7.8 | / 10 |
Users | 3.9 | |
Reviewer | 3.5 | |
Overall | 3.8 |
It's the early 1960s and fifth-grader Scotty Smalls has just moved into town with his folks. Kids call him a dork - he can't even throw a baseball! But that changes when the leader of the neighborhood gang recruits him to play on the nearby sandlot field. It's the beginning of a magical summer of baseball, wild adventures, first kisses, and fearsome confrontations with the dreaded beast and its owner who live behind the left field fence.
Starring: Tom Guiry, Mike Vitar, Patrick Renna, Chauncey Leopardi, Marty YorkComedy | 100% |
Family | 76% |
Sport | 27% |
Coming of age | 21% |
Drama | Insignificant |
Video codec: MPEG-4 AVC
Video resolution: 1080p
Aspect ratio: 2.35:1
Original aspect ratio: 2.39:1
English: DTS-HD Master Audio 5.1 (48kHz, 24-bit)
English: Dolby Digital 2.0 (224 kbps)
Spanish: Dolby Digital 2.0
French: Dolby Digital 2.0
English SDH, Spanish
25GB Blu-ray Disc
Single disc (1 BD)
Region A (locked)
Movie | 3.5 | |
Video | 4.0 | |
Audio | 4.0 | |
Extras | 1.0 | |
Overall | 3.5 |
If you ever played baseball as a kid, you know the smell and texture of a supple, well-oiled mitt, even if it’s been years since you last held one. You remember taking swings outside the batter’s box and leaning forward off of first base, waiting to steal second. With a dull ache, you can recall the head-hanging agony of striking out, and the heart-swelling joy of watching the ball fly over the left fielder’s head a split second after the crack of the bat. Arguably more than any other sport, America’s Pastime is a vehicle for nostalgia, and The Sandlot—the baseball-centric 1993 coming-of- age comedy by writer/director David Mickey Evans—takes that sense of childhood summer wistfulness and runs with it. As a film, it’s not exactly a homerun—it’s often too indulgent with its enlarged memories and cornball narration—but if you can set aside your adult cynicism and embrace your inner junior slugger, The Sandlot is at least as satisfying as an over-the-wall ground-rule double.
The sandlot kids...
The Sandlot swings onto Blu-ray with a 1080p/AVC-encoded transfer that's sharp, colorful, and—if I'm honest—much better than I had expected.
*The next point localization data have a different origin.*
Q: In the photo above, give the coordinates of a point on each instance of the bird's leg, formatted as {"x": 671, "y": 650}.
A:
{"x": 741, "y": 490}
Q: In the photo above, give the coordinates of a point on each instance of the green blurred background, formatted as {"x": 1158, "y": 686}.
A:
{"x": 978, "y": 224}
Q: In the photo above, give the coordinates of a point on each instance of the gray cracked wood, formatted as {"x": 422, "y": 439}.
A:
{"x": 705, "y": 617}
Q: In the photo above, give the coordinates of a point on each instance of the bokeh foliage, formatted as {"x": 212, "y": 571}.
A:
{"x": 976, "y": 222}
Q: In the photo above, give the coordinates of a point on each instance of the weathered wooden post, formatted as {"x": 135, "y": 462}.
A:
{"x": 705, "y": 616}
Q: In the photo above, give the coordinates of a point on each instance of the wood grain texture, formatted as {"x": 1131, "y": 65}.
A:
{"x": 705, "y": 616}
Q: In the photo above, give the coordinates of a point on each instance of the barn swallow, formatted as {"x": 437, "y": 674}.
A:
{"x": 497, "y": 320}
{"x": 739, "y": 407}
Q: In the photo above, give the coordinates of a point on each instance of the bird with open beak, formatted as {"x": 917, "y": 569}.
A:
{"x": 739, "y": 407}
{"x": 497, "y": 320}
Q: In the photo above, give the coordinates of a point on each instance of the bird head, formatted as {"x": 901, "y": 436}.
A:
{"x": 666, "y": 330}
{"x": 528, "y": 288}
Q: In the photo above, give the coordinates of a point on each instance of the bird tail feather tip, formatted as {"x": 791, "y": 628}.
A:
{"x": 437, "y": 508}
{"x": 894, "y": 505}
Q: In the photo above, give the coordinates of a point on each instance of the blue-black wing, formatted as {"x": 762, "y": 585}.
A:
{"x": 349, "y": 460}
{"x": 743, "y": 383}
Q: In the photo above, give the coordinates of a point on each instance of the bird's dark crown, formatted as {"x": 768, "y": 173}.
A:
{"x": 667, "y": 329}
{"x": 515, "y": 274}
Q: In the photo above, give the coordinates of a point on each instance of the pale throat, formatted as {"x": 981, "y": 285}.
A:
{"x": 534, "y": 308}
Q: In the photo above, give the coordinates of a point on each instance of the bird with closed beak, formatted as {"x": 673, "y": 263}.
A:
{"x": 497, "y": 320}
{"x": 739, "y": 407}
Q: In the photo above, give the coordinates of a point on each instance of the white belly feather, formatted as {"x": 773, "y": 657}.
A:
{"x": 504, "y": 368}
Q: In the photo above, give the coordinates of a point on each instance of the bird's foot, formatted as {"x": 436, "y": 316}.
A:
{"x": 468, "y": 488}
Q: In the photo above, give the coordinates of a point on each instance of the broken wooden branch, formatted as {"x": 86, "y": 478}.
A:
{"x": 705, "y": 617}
My only quibble worth mentioning is the use of occasionally noticeable edge enhancement, which can add thin halos around certain hard outlines. It never gets to the point where the image looks artificial, though, and DNR—edge enhancement's kissing cousin—is nowhere to be found. The film's grain structure looks natural, and with the exception of a few darker scenes, it stays fine and unobtrusive. (The print itself is in great condition, with only a few minor specks and no major scratching, staining, or debris.) Clarity, for the most part, is excellent, and you'll pick up on detail you never noticed in the DVD edition. Facial textures are well-resolved, clothing has near-palpable presence, and background details—corrugated fencing, trees, etc. —are strongly delineated. Color is richly represented as well, with a bright, warm, summery palette heavy on green grass, pale blue skies, and sun- drenched dust. Black levels are solid, contrast is tight, and skin tones are consistently natural. Besides a few patches of noise, I didn't notice any blatant compression problems or encode issues. Fans probably couldn't ask for more.
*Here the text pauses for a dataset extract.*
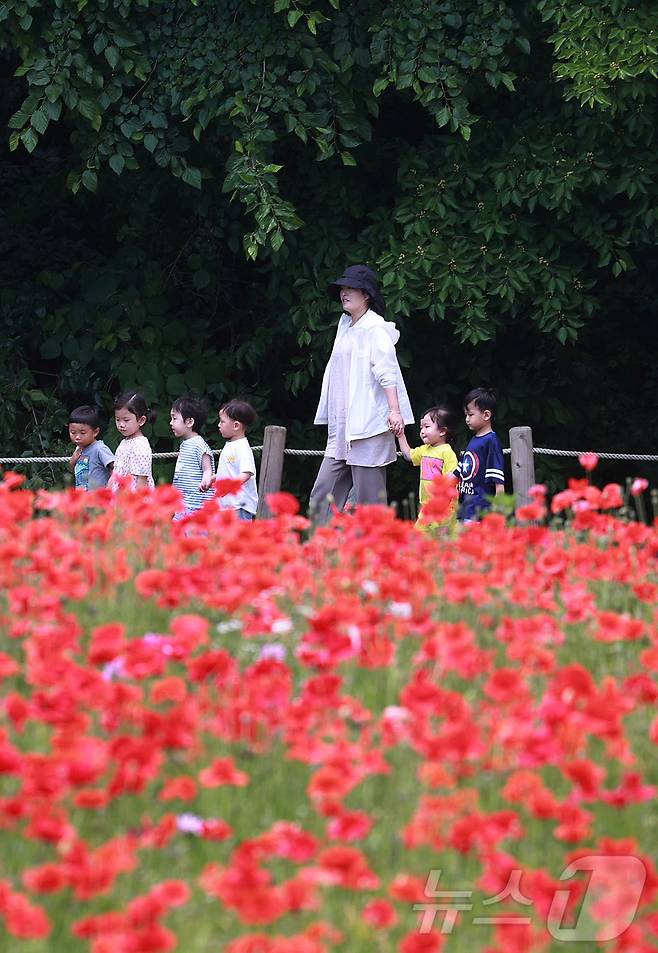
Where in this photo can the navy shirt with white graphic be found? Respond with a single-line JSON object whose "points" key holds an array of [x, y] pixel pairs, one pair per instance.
{"points": [[479, 470]]}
Like most 20th Century Fox releases, The Sandlot sports a capable DTS-HD Master Audio 5.1 surround track. The surround channels are only sparsely used for score and quiet ambience, but this mix gets all the essentials right: Dialogue is clear and comprehensible, with no muffling or peaking. The various period pop/rock tunes—like the ubiquitous "Tequila"—have clarity and presence. And the sound effects—the crack of a bat, the monster roar of The Beast, fireworks bursting in air—have appropriate heft. Some additional rear channel involvement would be appreciated, especially in key "action" scenes—I don't recall any distinct cross-channel movements—but this is likely a direct, lossless copy of the film's original sound design, so I have no real complaints. The disc also includes an English Dolby Digital 2.0 fold-down, Spanish and French 2.0 dubs, as well as English SDH and Spanish subtitles.
A straight port of the bonus features from the DVD edition, here you'll find a short featurette (SD, 5:51), the film's theatrical trailer (SD, 2:31), and a handful of TV Spots (SD, 3:44).
Do you, or have you ever, played baseball? If yes, you'll probably find a lot to love in The Sandlot, which has its problems, sure—it wants to seem grander and more profound than it actually it—but also side-skirts many of the clichés that often go along with kids' sports movies. This is pretty much a straight port of the DVD edition, but the film looks great on Blu-ray, so if you're a fan, it's probably worth the upgrade. Recommended.